Each player is given an individual workout routine for the morning that has been designed by Russell and his staff. Individual workouts are designed to help players gain or lose weight or recover from injuries -- which is the case for junior Peyton Stovall, who is recovering from a torn anterior cruciate ligament in his left knee.
"We tell them what to do, how much to do and how many times to do it," Russell said. "We'll monitor them and update them on a weekly basis."
The players' training exercises are kept in computer databases that can track the progress of each player throughout the summer. Putting each player in the database also helps the weight room staff members keep tabs on players from the 18 teams they work with.
The way a team trains during the summer can differ from year to year depending on how well the players are conditioned.
"The team we have now, conditioning wise, is pretty good, so we're not going to have to spend a lot of time this summer setting a good conditioning base," Russell said.
This year's team is focusing on increasing the strength and size of its players. Most of the players are needing to gain weight, including senior Anthony Kent, who hopes to reach 220 pounds by the start of the season. He's gained 15 pounds so far this summer.
Part of the plan to help players become bigger is to control their diets. Russell asks the director of Ball State's strength research laboratory, David Pearson, to offer help with player diets. Pearson, who has worked with the 2005 NBA champion San Antonio Spurs, finds the perfect nutrition balance for each player.
"He told me to eat four times a day," Kent said.
Kent was told to drink protein shakes as well as to eat as much as possible.
Intense summer training is an experience most players don't encounter until college. Stovall tries to help along freshmen in the training room.
"We try to keep track of them," Stovall said. "They've just been playing basketball most their lives and not really weight training."
Ball State's weight facilities are considered by players to be some of the best in the area.
"I think our training is definitely up there with the best of the best," Stovall said. "We got Wade, and he's worked with a lot of good people.

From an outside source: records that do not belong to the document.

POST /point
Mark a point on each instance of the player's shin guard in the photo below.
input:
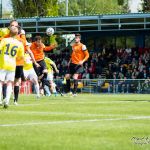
(75, 86)
(58, 90)
(16, 93)
(4, 90)
(68, 85)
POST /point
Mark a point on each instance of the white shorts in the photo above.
(6, 75)
(50, 77)
(30, 74)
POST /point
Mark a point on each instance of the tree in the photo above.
(30, 8)
(146, 6)
(89, 7)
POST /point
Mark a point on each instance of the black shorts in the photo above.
(74, 69)
(19, 73)
(39, 70)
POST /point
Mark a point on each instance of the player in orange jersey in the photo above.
(19, 64)
(10, 50)
(75, 66)
(38, 49)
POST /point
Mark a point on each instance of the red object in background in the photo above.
(26, 87)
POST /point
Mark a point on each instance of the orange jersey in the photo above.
(79, 53)
(22, 39)
(38, 51)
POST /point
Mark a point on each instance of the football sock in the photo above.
(8, 93)
(4, 90)
(68, 85)
(16, 93)
(75, 86)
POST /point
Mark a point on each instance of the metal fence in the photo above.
(109, 85)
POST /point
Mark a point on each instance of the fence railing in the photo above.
(109, 85)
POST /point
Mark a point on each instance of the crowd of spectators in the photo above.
(130, 63)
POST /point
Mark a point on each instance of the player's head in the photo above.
(13, 30)
(77, 38)
(14, 23)
(38, 40)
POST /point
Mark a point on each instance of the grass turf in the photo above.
(85, 122)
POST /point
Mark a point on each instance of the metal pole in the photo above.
(66, 7)
(1, 9)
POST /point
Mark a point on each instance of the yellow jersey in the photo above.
(49, 62)
(27, 62)
(11, 50)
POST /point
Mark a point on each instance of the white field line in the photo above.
(74, 103)
(61, 113)
(73, 121)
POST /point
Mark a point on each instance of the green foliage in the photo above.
(146, 6)
(88, 7)
(31, 8)
(86, 122)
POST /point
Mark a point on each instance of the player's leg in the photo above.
(77, 69)
(34, 79)
(4, 90)
(1, 84)
(9, 81)
(17, 82)
(75, 77)
(2, 79)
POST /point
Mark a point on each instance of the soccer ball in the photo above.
(49, 31)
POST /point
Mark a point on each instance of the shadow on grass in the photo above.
(136, 100)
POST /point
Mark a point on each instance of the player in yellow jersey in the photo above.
(10, 50)
(75, 66)
(29, 73)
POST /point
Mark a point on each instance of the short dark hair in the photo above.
(38, 38)
(14, 20)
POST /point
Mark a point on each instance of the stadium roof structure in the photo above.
(72, 24)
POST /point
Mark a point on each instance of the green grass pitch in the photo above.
(85, 122)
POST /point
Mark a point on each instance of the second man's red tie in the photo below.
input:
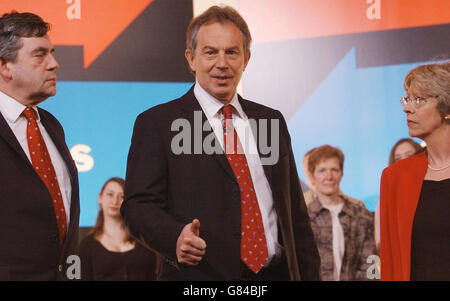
(42, 164)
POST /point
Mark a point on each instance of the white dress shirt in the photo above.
(212, 109)
(12, 112)
(338, 238)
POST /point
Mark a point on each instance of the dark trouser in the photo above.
(276, 271)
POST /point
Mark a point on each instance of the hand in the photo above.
(190, 247)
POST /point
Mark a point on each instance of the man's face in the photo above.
(219, 59)
(33, 77)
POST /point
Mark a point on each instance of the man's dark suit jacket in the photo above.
(29, 241)
(165, 191)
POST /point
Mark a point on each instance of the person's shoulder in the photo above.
(405, 166)
(255, 106)
(44, 114)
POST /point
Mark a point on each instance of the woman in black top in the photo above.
(109, 252)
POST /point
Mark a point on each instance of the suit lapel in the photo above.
(59, 143)
(7, 134)
(191, 105)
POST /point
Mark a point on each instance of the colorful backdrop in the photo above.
(334, 68)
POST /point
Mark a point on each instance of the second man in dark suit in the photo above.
(39, 202)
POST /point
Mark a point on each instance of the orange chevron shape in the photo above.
(278, 20)
(100, 22)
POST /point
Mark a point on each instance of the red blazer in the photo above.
(401, 184)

"He's one of the one the top guys in the [Mid-American Conference], at least."
In order to keep up with new weight machines, the weight room is updated every year. Ball State releases a new budget each year so new equipment can be purchased.
"If a good piece of equipment comes out that's really beneficial to the players, then we'll get a hold of that pretty quickly," Russell said.
Even though players are together for five months during the basketball season, they still spend most of their off-season together.
"Everybody on the team is real close," Stovall said. "We're either playing video games, eating at a restaurant together or hoopin' somewhere."